Several vials of ricin powder were found in his room two weeks later after a friend went there to remove Bergendorff's belongings.
Investigators were speaking with Bergendorff for the first time Friday, said Special Agent David Staretz, an FBI spokesman. Neither he nor Las Vegas police would provide more information.
Authorities hope Bergendorff can provide information about the discovery of the deadly powder, along with castor beans from which it is derived, at an extended stay motel where he had been living several blocks from the Las Vegas Strip.
Officials have said they've found no contamination anywhere, and no link to terrorism in the discovery of the exotic toxin, which can be lethal in amounts the size of the head of a pin. Ricin has no antidote and is legal only for cancer research.
In court documents made public this week, police call ricin a "biological weapon" and say four "anarchists cookbooks" marked at sections describing how to manufacture ricin were found in Bergendorff's room.
Friends and family members describe Bergendorff as an unemployed and unmarried graphic artist, a recovering alcoholic who loved his dog and cats and struggled to pay his bills while living in Huntington Beach, Calif., Reno, the San Diego area and a pickup truck camper near Salt Lake City. He moved in recent months to an extended stay motel several blocks off the Las Vegas Strip.
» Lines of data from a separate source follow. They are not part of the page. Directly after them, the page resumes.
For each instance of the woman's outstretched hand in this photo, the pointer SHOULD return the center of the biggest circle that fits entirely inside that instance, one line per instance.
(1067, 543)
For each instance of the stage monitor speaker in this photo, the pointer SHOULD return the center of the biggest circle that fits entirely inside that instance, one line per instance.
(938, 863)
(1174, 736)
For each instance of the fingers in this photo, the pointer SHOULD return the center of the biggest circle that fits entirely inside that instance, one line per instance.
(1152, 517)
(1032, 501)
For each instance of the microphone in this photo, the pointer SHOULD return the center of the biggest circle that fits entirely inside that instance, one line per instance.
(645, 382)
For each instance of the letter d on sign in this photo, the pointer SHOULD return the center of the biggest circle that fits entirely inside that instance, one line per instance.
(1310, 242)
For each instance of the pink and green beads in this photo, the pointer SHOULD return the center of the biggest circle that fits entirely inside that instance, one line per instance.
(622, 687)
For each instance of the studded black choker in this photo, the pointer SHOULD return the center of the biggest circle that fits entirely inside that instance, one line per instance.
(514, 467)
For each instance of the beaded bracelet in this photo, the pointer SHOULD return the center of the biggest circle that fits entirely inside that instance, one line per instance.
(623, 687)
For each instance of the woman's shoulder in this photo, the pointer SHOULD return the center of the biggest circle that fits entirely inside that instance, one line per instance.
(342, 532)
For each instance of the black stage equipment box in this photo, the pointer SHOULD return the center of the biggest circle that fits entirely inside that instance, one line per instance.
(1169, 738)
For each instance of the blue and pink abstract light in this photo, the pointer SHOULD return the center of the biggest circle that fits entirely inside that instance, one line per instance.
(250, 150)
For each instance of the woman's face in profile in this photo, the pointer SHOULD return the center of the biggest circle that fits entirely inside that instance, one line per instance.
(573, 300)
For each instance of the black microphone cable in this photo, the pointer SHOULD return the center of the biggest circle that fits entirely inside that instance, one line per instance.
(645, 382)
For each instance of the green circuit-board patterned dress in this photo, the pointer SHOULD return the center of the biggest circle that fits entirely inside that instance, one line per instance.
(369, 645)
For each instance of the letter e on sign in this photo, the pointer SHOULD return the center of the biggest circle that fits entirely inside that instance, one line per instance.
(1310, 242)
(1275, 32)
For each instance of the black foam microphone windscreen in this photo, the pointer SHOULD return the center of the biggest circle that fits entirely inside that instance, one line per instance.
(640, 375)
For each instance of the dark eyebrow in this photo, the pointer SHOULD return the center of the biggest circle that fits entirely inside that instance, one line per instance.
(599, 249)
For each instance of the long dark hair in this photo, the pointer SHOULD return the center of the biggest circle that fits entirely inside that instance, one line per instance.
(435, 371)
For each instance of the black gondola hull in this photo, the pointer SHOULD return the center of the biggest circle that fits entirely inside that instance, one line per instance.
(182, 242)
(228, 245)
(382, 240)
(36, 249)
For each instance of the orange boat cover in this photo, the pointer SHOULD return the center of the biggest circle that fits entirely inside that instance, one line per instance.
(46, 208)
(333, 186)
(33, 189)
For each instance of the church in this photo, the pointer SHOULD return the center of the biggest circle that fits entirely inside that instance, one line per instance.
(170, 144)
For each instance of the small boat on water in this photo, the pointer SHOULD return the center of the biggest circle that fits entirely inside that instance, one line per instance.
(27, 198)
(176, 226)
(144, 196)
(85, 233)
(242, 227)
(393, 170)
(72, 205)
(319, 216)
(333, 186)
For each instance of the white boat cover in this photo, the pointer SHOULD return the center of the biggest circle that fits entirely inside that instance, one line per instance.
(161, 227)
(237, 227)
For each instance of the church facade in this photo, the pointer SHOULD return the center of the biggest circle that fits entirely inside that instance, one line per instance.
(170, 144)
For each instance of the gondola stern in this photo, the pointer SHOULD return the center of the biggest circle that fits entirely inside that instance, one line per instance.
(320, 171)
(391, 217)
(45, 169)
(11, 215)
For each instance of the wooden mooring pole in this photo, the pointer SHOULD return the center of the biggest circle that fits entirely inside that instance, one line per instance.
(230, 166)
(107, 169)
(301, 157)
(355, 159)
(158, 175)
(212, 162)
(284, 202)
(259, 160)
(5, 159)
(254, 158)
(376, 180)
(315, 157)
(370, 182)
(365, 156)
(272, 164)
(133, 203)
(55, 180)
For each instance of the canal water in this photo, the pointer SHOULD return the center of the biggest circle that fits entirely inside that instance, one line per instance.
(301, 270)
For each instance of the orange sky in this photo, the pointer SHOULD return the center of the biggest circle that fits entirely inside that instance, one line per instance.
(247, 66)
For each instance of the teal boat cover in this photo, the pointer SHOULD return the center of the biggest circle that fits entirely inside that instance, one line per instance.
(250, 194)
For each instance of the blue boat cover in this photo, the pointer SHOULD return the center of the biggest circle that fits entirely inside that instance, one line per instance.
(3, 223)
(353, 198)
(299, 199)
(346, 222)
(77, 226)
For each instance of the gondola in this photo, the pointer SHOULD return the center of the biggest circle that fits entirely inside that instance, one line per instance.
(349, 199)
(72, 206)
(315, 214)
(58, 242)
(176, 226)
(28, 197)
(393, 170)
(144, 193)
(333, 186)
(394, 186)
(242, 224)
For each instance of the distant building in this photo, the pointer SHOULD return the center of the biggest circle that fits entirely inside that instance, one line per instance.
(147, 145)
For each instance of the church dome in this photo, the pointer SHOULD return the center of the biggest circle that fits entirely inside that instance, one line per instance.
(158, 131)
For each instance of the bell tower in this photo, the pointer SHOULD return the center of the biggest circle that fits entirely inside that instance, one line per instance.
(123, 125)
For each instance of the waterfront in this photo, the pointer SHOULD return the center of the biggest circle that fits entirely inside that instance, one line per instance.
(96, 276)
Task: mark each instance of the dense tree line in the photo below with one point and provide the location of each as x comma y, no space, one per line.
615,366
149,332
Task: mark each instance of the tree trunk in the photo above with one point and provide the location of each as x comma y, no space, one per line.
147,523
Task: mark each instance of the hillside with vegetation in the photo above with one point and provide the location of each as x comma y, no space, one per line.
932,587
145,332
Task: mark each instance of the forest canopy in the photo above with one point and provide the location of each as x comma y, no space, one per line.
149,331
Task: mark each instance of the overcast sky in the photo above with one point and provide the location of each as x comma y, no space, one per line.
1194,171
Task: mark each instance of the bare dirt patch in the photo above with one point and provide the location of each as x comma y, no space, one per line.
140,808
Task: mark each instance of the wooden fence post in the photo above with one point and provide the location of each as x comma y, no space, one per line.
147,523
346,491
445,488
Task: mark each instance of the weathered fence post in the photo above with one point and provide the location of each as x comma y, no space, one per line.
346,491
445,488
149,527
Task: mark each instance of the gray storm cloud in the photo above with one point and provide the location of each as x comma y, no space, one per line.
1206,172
A younger brother, Erich Bergendorff of Escondido, Calif., said hospital officials told him Wednesday that his brother was awake and had been told that his beloved dog, Angel, was euthanized after the Humane Society found her starving and without water in his motel room.
"It was my impression that they were able to communicate with him and he had talked enough to ask a few things," said.
Authorities suspect Bergendorff was exposed to ricin, and experts have said his symptoms appeared consistent with ricin exposure. The poison breaks down in the body within days, however, making it difficult to trace.